In [1]:
import pandas as pd
from LinkPredictor import EnhancedLinkPredictor
from EncoderDecoder import BottleneckT5Autoencoder
import networkx as nx
import numpy as np
import nltk
try:
    nltk.data.find('tokenizers/punkt')
except LookupError:
    nltk.download('punkt')
try:
    nltk.data.find('corpora/stopwords')
except LookupError:
    nltk.download('stopwords')
from sklearn.feature_extraction.text import TfidfVectorizer
from nltk.corpus import stopwords
from sklearn.metrics.pairwise import cosine_similarity
import matplotlib.pyplot as plt
import re
import unicodedata
from sklearn.decomposition import LatentDirichletAllocation
import spacy
#!python -m spacy download en_core_web_sm

  from .autonotebook import tqdm as notebook_tqdm


In [2]:
df = pd.read_csv('dblp_processing/dblp_papers_2020_SampleWithRefs.csv', sep=';')
df['abstract'] = df['abstract'].fillna('')
df.head()

Unnamed: 0,id,title,year,references,abstract
0,3005773274,Malware classification algorithm using advance...,2020.0,[],"Recently, Internet of Drones (IoD) are issu..."
1,3002219790,Generalized transitivity: A systematic compari...,2020.0,"[79079207, 170687150, 756957829, 1517040319, 1...",Reciprocal relations are binary relations Q...
2,2999570098,A New DGNSS Positioning Infrastructure for And...,2020.0,"[1978255623, 2109436662, 2146023544, 218050761...",One’s position has become an important piece o...
3,2998778732,A New Cycle Slip Detection and Repair Method U...,2020.0,[2482503770],The detection and repair of the cycle slip is ...
4,2972569439,Existence and concentration of positive ground...,2020.0,[],This paper is concerned with the following ...


In [3]:
class CitationGraphAbstractGenerator:
    def __init__(self, embedding_model_name='t5', linkPredictor_model_name='enhanced'):
        """
        Initialize the citation graph abstract generator
        
        Args:
            embedding_model: Model for embedding abstracts
            linkPredictor_model: Model for link prediction
        """
        # Download nltk resources if needed

        self.embedding_model_name = embedding_model_name
        self.linkPredictor_model_name = linkPredictor_model_name
        if embedding_model_name=='t5':
            self.embedding_model = BottleneckT5Autoencoder()
        if linkPredictor_model_name=='enhanced':
            self.linkPredictor_model = EnhancedLinkPredictor()
        self.citation_graph = nx.DiGraph()
        self.stop_words = list(stopwords.words('english'))
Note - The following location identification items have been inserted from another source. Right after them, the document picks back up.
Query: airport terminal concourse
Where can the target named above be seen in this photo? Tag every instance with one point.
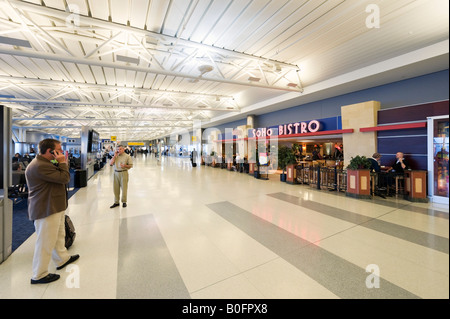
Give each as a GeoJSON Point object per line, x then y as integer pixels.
{"type": "Point", "coordinates": [244, 153]}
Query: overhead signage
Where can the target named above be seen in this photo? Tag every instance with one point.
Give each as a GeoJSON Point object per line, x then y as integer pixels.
{"type": "Point", "coordinates": [289, 129]}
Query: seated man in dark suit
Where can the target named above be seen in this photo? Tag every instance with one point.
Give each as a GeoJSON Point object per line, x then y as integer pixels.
{"type": "Point", "coordinates": [400, 165]}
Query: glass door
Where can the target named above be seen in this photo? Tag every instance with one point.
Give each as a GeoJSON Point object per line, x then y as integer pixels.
{"type": "Point", "coordinates": [438, 159]}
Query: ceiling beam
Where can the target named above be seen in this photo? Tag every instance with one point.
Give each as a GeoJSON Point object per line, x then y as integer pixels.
{"type": "Point", "coordinates": [112, 65]}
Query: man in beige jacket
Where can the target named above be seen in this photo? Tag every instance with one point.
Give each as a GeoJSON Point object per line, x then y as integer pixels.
{"type": "Point", "coordinates": [47, 176]}
{"type": "Point", "coordinates": [122, 162]}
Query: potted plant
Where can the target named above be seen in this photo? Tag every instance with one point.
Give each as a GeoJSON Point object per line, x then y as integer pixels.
{"type": "Point", "coordinates": [358, 177]}
{"type": "Point", "coordinates": [286, 157]}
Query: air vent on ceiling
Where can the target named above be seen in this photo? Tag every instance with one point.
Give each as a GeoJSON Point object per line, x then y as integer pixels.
{"type": "Point", "coordinates": [122, 58]}
{"type": "Point", "coordinates": [15, 42]}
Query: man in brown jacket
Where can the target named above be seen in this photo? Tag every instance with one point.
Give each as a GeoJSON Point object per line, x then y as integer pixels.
{"type": "Point", "coordinates": [46, 177]}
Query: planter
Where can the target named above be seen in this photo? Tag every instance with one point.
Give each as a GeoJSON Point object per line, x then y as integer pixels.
{"type": "Point", "coordinates": [291, 174]}
{"type": "Point", "coordinates": [251, 168]}
{"type": "Point", "coordinates": [358, 183]}
{"type": "Point", "coordinates": [416, 186]}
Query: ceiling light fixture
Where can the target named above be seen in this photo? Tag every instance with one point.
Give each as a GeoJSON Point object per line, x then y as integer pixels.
{"type": "Point", "coordinates": [254, 79]}
{"type": "Point", "coordinates": [15, 42]}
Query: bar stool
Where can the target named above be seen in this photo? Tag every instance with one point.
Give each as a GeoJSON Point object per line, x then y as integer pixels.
{"type": "Point", "coordinates": [399, 188]}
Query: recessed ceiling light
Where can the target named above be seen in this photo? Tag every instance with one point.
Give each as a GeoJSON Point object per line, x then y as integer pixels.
{"type": "Point", "coordinates": [253, 79]}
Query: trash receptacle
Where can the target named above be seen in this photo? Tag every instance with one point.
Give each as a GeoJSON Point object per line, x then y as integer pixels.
{"type": "Point", "coordinates": [80, 178]}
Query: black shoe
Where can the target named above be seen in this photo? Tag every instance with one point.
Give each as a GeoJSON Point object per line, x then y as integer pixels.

    def _update_linkPredictor(self):
        """
        Update the linkPredictor model, used when we update the grap (e.g., for new papers)
        """
        if self.linkPredictor_model_name=='enhanced':
            self.linkPredictor_model = EnhancedLinkPredictor(self.citation_graph)
        

    def load_citation_graph(self, papers):
        """
        Load papers and their references into a graph
        
        Args:
            papers: List of dictionaries, each containing 'id', 'abstract', and 'references' (list of paper ids)
        """
        # Add nodes (papers) to the graph
        for paper in papers:
            # Extract key concepts from the abstract
            key_concepts = self.extract_key_concepts(paper['abstract'])
            
            self.citation_graph.add_node(
                paper['id'], 
                abstract=paper['abstract'],
                embedding=None,  # Will be populated later
                key_concepts=key_concepts  # Added key_concepts property
            )
            
        # Add edges (references)
        for paper in papers:
            for cited_paper_id in paper['references']:
                if cited_paper_id in self.citation_graph:
                    self.citation_graph.add_edge(paper['id'], cited_paper_id)
                    
        print(f"Graph created with {self.citation_graph.number_of_nodes()} nodes and {self.citation_graph.number_of_edges()} edges")
        
    def extract_key_concepts(self,text, score_threshold=0.2):
        """
        Extract key concepts from an abstract using TF-IDF with a score threshold.

        Args:
            text (str): Input text (e.g., an abstract).
            score_threshold (float): Minimum TF-IDF score to consider as a concept.

        Returns:
            list: List of key concepts.
        """
        # Tokenization and cleaning (removing special characters and non-alphanumeric tokens)
        tokens = re.findall(r'\b\w+\b', text.lower())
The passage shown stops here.